I wasn't expecting much from Bill Daley, but for once I'm not afraid to admit I was wrong. The lone Democrat on Face the Nation's panel, Daley was faced with a ridiculous discussion about how the president has been unable to tame Congress and get them to do anything at all. Fellow panelists Bob Woodward, Peggy Noonan and Bill Kristol were happy to follow their host in painting a fiction about today's atmosphere in Washington, DC.
During the discussion, Schieffer kept bringing up Lyndon Johnson and the Civil Rights Act as a shining example of how Johnson got divided Democrats to actually pass it.
Does anyone besides me see the irony in that analogy? Daley let the racial implications slide right by, but he did give them some lessons on why Johnson's tactics won't work in today's climate, reminding the panel that the kinds of "deals" done by Johnson in the 60s and Abraham Lincoln a century before would lead to impeachment or indictment.
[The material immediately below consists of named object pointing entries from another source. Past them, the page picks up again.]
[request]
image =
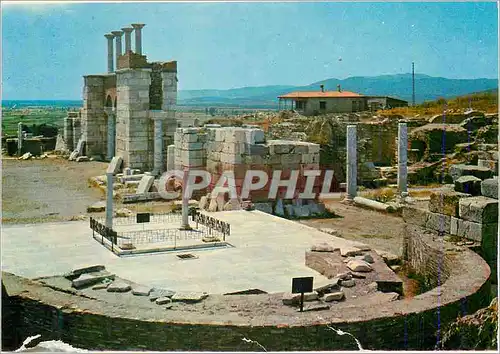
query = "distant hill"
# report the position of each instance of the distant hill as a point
(427, 88)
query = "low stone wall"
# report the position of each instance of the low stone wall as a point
(408, 324)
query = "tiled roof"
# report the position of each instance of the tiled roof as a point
(320, 94)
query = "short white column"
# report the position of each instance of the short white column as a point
(170, 157)
(158, 147)
(138, 37)
(403, 159)
(110, 37)
(128, 38)
(109, 199)
(352, 164)
(19, 138)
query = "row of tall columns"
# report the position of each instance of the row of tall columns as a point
(352, 161)
(110, 37)
(137, 27)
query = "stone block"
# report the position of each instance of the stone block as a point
(118, 286)
(115, 165)
(189, 297)
(489, 188)
(446, 202)
(145, 184)
(97, 207)
(480, 209)
(438, 222)
(414, 216)
(264, 207)
(468, 184)
(358, 265)
(490, 164)
(141, 290)
(336, 296)
(255, 136)
(158, 293)
(456, 171)
(291, 299)
(301, 211)
(476, 231)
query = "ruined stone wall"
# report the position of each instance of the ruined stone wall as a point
(93, 118)
(459, 216)
(412, 324)
(241, 149)
(133, 125)
(156, 88)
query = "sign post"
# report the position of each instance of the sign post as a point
(302, 285)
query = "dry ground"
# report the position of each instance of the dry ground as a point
(56, 189)
(378, 230)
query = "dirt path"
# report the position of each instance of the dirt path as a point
(378, 230)
(51, 189)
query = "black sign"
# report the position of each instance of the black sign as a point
(302, 285)
(142, 217)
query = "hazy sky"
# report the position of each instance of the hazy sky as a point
(48, 47)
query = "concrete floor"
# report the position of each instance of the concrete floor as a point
(268, 252)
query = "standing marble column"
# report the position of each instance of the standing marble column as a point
(118, 35)
(170, 157)
(138, 37)
(128, 38)
(185, 202)
(20, 138)
(158, 147)
(109, 199)
(111, 134)
(352, 164)
(110, 37)
(68, 133)
(402, 159)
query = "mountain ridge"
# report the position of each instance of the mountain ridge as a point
(397, 86)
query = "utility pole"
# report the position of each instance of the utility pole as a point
(413, 82)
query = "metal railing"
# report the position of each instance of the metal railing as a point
(206, 227)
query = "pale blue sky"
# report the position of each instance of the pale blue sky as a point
(47, 48)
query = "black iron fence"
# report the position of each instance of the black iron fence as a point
(207, 229)
(211, 223)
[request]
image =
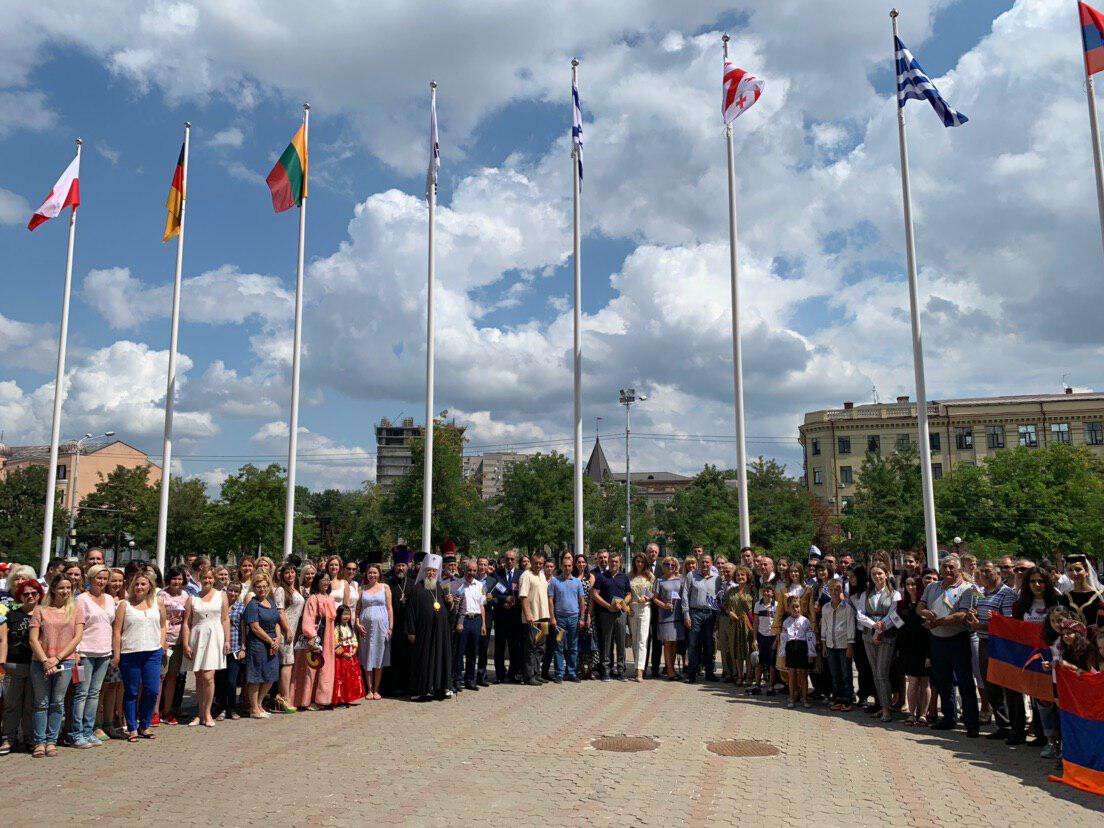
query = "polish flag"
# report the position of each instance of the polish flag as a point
(741, 91)
(66, 192)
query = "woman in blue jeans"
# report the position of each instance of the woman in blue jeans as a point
(138, 649)
(95, 655)
(56, 627)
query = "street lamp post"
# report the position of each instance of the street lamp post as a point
(627, 397)
(76, 477)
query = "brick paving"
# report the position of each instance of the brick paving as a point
(523, 754)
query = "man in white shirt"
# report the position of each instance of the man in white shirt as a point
(470, 623)
(533, 592)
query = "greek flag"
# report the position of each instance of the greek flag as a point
(912, 83)
(576, 127)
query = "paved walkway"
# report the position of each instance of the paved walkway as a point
(523, 755)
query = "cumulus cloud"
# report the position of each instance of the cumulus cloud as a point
(230, 138)
(119, 388)
(322, 463)
(218, 297)
(1008, 254)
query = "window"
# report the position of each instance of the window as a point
(1028, 436)
(995, 436)
(1094, 434)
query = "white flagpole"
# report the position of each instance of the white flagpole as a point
(48, 522)
(580, 548)
(738, 360)
(162, 517)
(1094, 125)
(430, 346)
(293, 437)
(917, 346)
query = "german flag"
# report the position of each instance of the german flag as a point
(176, 201)
(288, 178)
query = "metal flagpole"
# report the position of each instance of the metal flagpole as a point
(628, 492)
(48, 521)
(1094, 124)
(430, 346)
(580, 548)
(162, 517)
(738, 360)
(917, 346)
(293, 437)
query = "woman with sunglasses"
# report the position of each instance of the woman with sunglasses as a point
(668, 593)
(1038, 596)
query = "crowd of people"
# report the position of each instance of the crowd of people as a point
(92, 653)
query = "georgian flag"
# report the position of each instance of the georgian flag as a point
(741, 91)
(66, 192)
(431, 176)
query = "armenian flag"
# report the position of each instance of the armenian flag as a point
(1092, 38)
(288, 178)
(1016, 655)
(176, 201)
(1081, 704)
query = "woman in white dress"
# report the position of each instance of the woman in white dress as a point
(288, 597)
(205, 634)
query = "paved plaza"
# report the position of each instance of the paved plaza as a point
(523, 754)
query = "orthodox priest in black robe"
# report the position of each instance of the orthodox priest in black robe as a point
(401, 583)
(428, 635)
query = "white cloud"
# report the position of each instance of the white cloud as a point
(119, 388)
(13, 208)
(231, 138)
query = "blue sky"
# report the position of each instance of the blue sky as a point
(819, 201)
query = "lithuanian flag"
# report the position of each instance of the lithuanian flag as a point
(176, 202)
(288, 178)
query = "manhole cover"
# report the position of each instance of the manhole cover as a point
(625, 744)
(742, 747)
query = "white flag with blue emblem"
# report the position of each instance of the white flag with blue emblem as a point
(912, 83)
(576, 128)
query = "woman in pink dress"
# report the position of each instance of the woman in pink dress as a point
(312, 675)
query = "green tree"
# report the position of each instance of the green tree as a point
(779, 510)
(458, 511)
(191, 519)
(22, 492)
(702, 513)
(888, 509)
(537, 508)
(1028, 499)
(250, 512)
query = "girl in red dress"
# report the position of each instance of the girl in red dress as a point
(348, 686)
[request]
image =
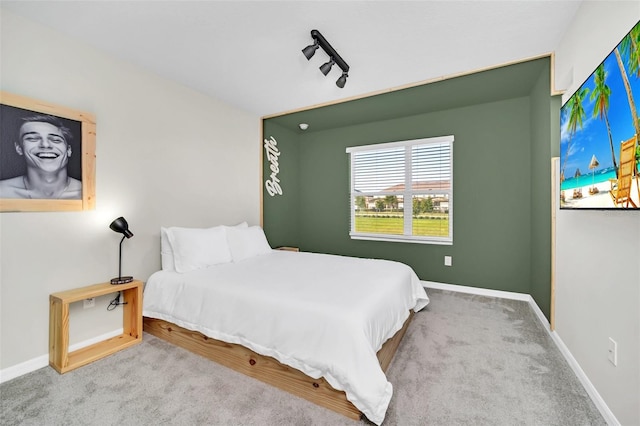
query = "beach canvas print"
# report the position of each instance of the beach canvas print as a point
(599, 149)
Not that it fazed these people in the least, you understand. Bloody Bill Kristol compared the "If you like your insurance, you can keep it" to the kinds of battles Johnson undertook to get the Civil Rights Act passed. The panel's memory was also completely blank when it came to the fact that Johnson would not have rammed that through without capitalizing on the collective grief over JFK's assassination.
Daley repeated his assertion about impeachment or indictment twice during this panel discussion, for all the good it did. Do these people actually believe there's any will in the House to pass anything at all?
Planet denial is the name of the game on these shows. From Ted Cruz and his pathetic effort to strut his faux populi credentials all over the airwaves to this panel's sense that Congress is just aching to get things done were it not for the guy holding them up in the White House, Daley's words ring true: That is not reality.